We are planning for a Phase 2 semester (though we will be ready for Phase 3, if September brings that). That means that while there will be more online instruction we see the courses as “hybrid,” which means that, as much as possible, and considering safety and health, we will gather in classes, face-to-face, in real time in groups of four. We’re thinking of all the ways to teach you to develop your voice as a filmmaker so that the assignments recognize Covid-19 as one of the assignment constraints. And the thing is, Hollywood – and Bollywood, and New York, and Taiwan, and around the world – filmmakers everywhere are having these conversations: what does the creative act look like, what is a film story in the A.C. (After Covid) world? What are the new stories that must be told, in here, by you?

What will Fall 2020 classes look like?

Here are a few examples:

One Film class we are offering is Introduction to Narrative Film, a filmmaking course for second-year students that covers fiction and non-fiction. Covid-19, with its guidelines for separation and contact, will be one of the creative constraints we use, which will mean learning to work in small, nimble crews of no more than four, and probably, in part, fashioning stories from the hive world of the screen as it intersects with the wide open world (still, out there) under the sun. Students will continue to develop the collaborative making skills they learned in the spring by rotating among major creative roles: director, cinematographer, producer, editor. Some of the homework will involve listening in on this (new) world. 

Visual Storytelling is a first-year course that teaches students how to see, and this, along with another first-year course, Essential Tools, will have perhaps the most face-to-face contact time built into them. Students in these courses will be introduced to the basics of light, lenses, and editing, but also how to use spaces and lines (and things off-screen) inside the movie frame to help build emotion. The hands-on work will be enabled by access to the Equipment Library, which has developed a strong no-contact routine for borrowing and returning lights, cameras, and sound-recording equipment.

One upper division course we are offering in the Fall is Complex Narrative, a writing class that explores ways students might develop characters with hidden motives to produce a greater sense of story thickness, or how they might introduce a new character whose role in the story is charged but mysterious. What is the value of simply (but not really simply) observing things for a considerable time without dialogue? The Film department will make good use in this class, as in the others, of the new learning tool, Panopto, with its capacity to store a library of images and sequence and edit them. Throughout the semester, faculty will make film essays about complex scenes, sequences, and stories, too, by combining work from films that demonstrate it and voiceover commentary that guides student learning. The essays are new to the department and will be brief (6-9 minutes), trenchant, and, we hope, useable tools for students to learn. Each week there will be a rotation of activities (writing, analyzing, reading, critiquing) and each week a rotation of students learning ‘live’ in the classroom.

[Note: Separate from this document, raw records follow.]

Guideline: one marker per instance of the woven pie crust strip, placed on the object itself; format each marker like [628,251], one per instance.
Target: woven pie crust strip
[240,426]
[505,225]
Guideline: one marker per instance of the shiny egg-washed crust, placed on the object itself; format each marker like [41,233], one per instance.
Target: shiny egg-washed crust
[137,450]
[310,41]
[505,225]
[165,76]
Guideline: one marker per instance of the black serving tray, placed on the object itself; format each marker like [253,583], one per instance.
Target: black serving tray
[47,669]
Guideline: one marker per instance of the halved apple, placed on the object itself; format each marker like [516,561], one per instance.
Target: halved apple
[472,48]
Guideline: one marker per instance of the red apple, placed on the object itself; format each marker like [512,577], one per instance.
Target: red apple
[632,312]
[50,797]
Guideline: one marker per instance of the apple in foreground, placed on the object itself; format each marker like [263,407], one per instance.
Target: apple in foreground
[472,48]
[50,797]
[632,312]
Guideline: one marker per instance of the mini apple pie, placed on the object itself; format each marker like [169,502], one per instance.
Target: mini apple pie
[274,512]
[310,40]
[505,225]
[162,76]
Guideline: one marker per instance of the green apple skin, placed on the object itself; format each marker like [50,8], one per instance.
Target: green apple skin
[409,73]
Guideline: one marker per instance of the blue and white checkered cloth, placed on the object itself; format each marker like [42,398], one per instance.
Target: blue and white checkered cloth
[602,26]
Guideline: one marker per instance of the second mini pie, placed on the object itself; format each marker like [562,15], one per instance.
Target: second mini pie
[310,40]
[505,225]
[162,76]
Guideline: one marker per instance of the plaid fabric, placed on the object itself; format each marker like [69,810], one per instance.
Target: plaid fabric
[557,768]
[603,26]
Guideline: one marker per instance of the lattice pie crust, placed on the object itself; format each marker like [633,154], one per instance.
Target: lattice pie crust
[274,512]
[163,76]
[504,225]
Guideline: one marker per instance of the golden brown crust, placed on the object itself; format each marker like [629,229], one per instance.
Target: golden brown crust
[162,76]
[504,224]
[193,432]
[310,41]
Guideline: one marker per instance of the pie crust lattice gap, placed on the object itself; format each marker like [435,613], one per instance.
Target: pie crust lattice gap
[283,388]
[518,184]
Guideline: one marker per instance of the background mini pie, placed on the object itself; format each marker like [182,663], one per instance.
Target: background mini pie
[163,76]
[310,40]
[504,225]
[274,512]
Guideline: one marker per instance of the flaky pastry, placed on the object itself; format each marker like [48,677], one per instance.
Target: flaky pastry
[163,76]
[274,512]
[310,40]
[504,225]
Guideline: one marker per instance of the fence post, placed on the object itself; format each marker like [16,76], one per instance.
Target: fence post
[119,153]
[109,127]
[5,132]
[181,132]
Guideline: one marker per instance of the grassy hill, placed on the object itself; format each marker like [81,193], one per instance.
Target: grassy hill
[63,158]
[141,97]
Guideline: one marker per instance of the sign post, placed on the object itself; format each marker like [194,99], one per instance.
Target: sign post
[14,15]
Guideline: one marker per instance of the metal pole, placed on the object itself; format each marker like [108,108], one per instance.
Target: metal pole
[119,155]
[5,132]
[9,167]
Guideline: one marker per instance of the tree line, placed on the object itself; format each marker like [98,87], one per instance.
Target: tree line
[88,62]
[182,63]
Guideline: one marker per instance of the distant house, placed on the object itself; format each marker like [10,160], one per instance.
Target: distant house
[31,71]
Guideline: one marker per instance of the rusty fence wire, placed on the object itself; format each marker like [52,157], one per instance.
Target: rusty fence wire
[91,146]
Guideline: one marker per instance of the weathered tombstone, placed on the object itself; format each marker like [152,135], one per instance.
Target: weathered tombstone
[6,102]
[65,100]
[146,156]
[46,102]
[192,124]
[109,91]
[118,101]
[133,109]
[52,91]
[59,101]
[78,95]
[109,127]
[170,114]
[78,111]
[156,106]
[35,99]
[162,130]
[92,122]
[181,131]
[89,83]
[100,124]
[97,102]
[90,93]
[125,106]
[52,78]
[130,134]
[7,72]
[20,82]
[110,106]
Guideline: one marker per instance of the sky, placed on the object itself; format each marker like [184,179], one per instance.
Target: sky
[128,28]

Experimental Film, a second-year course, is the poetry wing of filmmaking, which means more individual work than in other film forms. This class plans to take the constituent parts of film – sound and image – to explore non-narrative aspects of filmmaking. The first assignment will begin with students taking long, silent takes of close-ups of parts of the world. The second part of the assignment will involve adding sound, but that is secret for now (but the sounds will combine work the faculty member has uploaded to Panopto and work the student has recorded using Cornish’s excellent sound recording equipment). (Yes, you will get a full review of how to record sounds accurately!)

In Film Language students will learn how films are put together to make emotions and meanings. In Film Noir they will study how the world of rain, shadows, crime, and trespass asks us to think about order and disorder in the world. (How timely!)